Decked out in a black T-shirt featuring the famous shot of himself standing on the moon with the lunar module reflected in his visor, he grooved to the recording highlighting his bold step into rapping.
“It took us four days riding on a rocket/ to set foot for the very first time./ I’m going to tell you about the meaning of it all./ We came in peace for all mankind.”
Aldrin’s stop at the bookstore at The Greene in Beavercreek came just three days before the anniversary of the historic moon landing on July 20, 1969.
Ron Kaplan, executive director of the hall of fame, led a bookstore question- and-answer period with Aldrin, who discussed his new book, “Magnificent Desolation: The Long Journey Home from the Moon.”
Aldrin said he uttered those words — magnificent desolation — on the moon to sum up the experience of what it was like to step on the surface of the celestial body people had looked at for centuries.
“What a magnificent tribute to the advancement of our species, humankind,” he said. “But we’re here but I can’t think of a more lifeless spot that I’ve ever seen on earth.”
He called the landing with Armstrong the highpoint of his life. And he received a big laugh when he added, “Landing is more important than walking around outside, despite what everyone wants to think. Landing opens the door to do everything else that has never been done before.”

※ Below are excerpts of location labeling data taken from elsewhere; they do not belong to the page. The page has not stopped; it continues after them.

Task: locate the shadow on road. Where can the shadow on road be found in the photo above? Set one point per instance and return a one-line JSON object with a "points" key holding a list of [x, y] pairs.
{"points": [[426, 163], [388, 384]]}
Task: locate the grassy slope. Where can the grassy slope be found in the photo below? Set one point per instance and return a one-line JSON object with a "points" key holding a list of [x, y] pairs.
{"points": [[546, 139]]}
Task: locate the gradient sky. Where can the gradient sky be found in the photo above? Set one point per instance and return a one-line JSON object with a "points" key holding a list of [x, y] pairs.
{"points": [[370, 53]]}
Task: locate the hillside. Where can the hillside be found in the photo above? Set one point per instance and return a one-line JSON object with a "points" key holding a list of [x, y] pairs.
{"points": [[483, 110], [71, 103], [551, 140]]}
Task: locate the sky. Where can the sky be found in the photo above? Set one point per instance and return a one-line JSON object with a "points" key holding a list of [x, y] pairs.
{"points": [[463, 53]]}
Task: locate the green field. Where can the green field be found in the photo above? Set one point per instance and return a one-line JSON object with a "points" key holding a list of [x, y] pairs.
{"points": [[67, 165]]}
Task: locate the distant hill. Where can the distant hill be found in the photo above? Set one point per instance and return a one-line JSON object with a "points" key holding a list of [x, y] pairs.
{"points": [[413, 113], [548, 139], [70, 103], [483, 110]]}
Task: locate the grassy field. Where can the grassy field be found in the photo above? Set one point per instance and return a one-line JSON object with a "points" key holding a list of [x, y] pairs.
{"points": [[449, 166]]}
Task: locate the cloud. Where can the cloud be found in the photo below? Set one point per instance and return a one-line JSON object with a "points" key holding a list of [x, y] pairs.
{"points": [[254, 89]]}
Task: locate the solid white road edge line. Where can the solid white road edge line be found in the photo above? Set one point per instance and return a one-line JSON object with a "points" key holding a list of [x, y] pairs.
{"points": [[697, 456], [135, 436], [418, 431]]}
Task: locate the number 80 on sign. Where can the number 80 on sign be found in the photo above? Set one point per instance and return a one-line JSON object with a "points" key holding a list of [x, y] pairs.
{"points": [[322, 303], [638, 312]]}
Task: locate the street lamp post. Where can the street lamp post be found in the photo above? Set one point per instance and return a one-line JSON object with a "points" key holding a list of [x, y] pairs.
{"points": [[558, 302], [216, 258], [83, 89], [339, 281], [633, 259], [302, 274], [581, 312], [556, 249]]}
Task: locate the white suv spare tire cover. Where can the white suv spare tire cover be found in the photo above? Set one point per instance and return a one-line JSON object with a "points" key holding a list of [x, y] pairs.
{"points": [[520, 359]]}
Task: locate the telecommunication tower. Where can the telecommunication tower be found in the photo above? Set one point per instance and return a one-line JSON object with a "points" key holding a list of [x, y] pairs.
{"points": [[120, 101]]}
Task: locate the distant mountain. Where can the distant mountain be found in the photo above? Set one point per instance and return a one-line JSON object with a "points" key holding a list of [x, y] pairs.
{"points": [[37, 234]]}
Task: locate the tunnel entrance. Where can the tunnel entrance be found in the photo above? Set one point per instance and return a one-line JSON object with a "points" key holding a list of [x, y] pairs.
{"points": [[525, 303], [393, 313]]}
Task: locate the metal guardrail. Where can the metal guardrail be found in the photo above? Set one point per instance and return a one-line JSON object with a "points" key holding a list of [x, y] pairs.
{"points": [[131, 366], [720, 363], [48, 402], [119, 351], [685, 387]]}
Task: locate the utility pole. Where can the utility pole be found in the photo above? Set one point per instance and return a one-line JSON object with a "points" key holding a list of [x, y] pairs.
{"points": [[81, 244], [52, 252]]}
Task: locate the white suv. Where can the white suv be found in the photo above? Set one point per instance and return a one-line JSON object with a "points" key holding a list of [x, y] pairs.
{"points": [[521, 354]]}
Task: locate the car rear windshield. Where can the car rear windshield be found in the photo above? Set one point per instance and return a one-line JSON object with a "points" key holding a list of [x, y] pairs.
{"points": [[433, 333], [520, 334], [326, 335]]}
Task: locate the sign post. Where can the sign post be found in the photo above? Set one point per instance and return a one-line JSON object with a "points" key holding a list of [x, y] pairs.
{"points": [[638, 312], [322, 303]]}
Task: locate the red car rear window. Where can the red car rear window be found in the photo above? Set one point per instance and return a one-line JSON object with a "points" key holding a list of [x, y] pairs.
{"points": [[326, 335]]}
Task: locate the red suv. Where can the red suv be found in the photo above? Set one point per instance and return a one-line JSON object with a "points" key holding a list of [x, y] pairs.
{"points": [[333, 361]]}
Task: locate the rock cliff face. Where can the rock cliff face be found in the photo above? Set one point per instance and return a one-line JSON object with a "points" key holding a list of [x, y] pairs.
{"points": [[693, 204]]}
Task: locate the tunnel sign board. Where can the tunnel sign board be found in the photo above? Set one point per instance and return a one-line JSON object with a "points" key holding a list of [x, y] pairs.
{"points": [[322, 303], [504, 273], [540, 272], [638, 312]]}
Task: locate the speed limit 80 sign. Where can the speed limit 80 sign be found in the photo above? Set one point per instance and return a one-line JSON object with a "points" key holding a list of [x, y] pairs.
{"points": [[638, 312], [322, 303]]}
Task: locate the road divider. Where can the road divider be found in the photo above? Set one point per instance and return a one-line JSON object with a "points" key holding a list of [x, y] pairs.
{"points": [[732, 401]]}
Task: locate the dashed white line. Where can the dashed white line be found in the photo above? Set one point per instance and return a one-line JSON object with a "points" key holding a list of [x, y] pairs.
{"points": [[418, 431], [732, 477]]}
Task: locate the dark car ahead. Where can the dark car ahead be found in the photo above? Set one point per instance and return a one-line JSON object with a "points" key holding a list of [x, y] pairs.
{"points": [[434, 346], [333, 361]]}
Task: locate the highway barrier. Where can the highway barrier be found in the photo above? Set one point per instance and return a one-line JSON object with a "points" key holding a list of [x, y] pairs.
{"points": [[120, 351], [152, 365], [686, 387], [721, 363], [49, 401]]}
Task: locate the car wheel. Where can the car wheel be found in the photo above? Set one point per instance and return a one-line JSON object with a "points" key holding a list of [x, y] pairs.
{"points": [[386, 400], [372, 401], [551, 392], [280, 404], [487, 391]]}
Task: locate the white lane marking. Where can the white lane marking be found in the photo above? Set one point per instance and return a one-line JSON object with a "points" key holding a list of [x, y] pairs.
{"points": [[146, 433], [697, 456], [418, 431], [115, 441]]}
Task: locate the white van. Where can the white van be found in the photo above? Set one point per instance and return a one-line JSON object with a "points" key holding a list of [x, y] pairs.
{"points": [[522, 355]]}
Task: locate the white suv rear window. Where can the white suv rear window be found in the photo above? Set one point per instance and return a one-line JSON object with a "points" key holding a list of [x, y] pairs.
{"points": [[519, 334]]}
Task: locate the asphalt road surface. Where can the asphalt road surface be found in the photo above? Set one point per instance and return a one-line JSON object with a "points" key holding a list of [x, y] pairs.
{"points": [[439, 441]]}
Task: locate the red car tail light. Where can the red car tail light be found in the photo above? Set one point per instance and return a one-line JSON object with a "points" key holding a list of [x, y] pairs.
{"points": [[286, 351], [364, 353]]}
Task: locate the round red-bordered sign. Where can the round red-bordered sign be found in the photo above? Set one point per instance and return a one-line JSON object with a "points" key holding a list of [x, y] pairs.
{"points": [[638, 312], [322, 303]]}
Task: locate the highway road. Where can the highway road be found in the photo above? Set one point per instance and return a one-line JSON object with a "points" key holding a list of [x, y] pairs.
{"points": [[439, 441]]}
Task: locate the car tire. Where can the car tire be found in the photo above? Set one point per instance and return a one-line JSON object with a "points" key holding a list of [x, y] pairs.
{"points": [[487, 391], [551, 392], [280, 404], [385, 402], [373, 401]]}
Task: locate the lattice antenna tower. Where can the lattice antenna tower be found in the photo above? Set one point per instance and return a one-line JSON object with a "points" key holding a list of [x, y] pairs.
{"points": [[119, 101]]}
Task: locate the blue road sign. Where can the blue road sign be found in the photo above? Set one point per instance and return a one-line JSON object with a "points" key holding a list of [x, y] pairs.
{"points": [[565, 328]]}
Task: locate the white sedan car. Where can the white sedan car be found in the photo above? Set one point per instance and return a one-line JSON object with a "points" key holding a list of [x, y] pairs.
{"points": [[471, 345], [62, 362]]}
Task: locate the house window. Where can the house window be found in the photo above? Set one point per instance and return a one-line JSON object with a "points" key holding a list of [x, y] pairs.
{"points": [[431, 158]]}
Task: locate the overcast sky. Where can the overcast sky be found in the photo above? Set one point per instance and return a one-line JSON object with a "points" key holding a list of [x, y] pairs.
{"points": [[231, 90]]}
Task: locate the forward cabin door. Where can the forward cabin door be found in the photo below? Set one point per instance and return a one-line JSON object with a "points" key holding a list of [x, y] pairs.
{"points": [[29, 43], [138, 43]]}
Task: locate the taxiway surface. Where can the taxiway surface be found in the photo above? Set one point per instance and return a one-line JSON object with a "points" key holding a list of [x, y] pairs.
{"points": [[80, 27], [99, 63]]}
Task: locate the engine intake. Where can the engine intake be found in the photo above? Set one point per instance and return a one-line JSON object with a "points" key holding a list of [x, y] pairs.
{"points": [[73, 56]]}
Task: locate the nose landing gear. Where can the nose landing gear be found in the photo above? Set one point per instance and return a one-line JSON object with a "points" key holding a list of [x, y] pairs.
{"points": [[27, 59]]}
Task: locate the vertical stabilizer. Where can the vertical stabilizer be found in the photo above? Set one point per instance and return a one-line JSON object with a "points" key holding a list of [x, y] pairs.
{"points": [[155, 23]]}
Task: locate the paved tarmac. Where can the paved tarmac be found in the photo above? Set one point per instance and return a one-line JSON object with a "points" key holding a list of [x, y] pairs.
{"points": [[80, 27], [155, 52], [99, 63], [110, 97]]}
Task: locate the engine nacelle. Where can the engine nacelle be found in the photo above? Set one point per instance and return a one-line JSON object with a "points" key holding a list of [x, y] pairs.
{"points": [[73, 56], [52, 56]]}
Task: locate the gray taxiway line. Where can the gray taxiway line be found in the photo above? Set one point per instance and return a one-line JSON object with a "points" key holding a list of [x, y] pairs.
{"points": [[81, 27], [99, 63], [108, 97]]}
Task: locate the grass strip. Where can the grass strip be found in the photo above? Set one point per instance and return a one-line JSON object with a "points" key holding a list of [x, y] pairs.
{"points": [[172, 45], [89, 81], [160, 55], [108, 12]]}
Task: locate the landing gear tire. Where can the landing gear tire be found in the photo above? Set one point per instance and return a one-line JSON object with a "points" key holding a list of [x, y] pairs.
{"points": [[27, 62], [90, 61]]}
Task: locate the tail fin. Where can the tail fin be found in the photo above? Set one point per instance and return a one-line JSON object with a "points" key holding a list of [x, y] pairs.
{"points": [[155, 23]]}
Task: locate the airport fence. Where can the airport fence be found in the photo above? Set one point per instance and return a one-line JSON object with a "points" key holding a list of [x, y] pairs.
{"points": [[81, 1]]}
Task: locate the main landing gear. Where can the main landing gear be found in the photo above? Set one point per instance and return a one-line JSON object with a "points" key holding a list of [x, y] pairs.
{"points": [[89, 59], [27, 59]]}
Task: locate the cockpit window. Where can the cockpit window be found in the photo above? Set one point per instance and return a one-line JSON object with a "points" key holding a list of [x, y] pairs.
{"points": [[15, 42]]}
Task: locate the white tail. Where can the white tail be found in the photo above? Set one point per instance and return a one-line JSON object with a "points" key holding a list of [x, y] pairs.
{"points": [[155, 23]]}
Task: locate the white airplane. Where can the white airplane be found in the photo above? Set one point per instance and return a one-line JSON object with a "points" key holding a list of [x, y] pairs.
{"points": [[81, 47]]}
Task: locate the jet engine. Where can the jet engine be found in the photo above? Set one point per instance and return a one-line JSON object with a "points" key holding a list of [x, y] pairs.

The book offers a riveting account of the lunar landing as well as Aldrin’s private struggles with depression and alcoholism.
He carries in his pocket a 30-year coin marking his three decades of sobriety.
When the audience applauded, he told them, “You don’t have to applaud. I did what I had to do to save my life.” His said his mother committed suicide the year before he went to the moon.
Aldrin has become a strong proponent for colonization of Mars and he’s taking traditional and nontraditional routes to reaching a generation of youth who were not alive to remember how it felt as a nation to achieve President Kennedy’s dream to get to the moon by the end of that decade.
“Worldwide we’re not doing too well in science, technology, engineering and math,” said Aldrin, who earned a doctorate from MIT in astronautics.
He wants kids to get excited about space exploration and has tried to reach them through their the hip-hop single and video, as well as children’s books, “Look to the Stars” and “Reach for the Moon.”
He’s even on Twitter at “therealbuzz.”
Nathan Teeters, 11, of Piqua, among about 20 members of the Piqua chapter of the Young Astronauts — a national program Aldrin helped start years ago — asked the astronaut if it was hard adjusting to the low gravity on the moon.
It wasn’t hard but it was like walking in slow motion, said Aldrin, an Air Force veteran whose father was commandant of the Air Service Engineering School at McCook Field in Dayton, which evolved into the Air Force Institute of Technology at Wright-Patterson.
After he spoke and before signing books, Aldrin peeled off the black T-shirt Aldrin wore over his dress shirt and tie and it was auctioned off for $600 to a memorabilia collector.
“It’s a bargain,” Phil Mullins, 49, of Indianapolis, said before Aldrin autographed the shirt and posed for a photo with him. The money will go to the Miami Valley Literacy Council.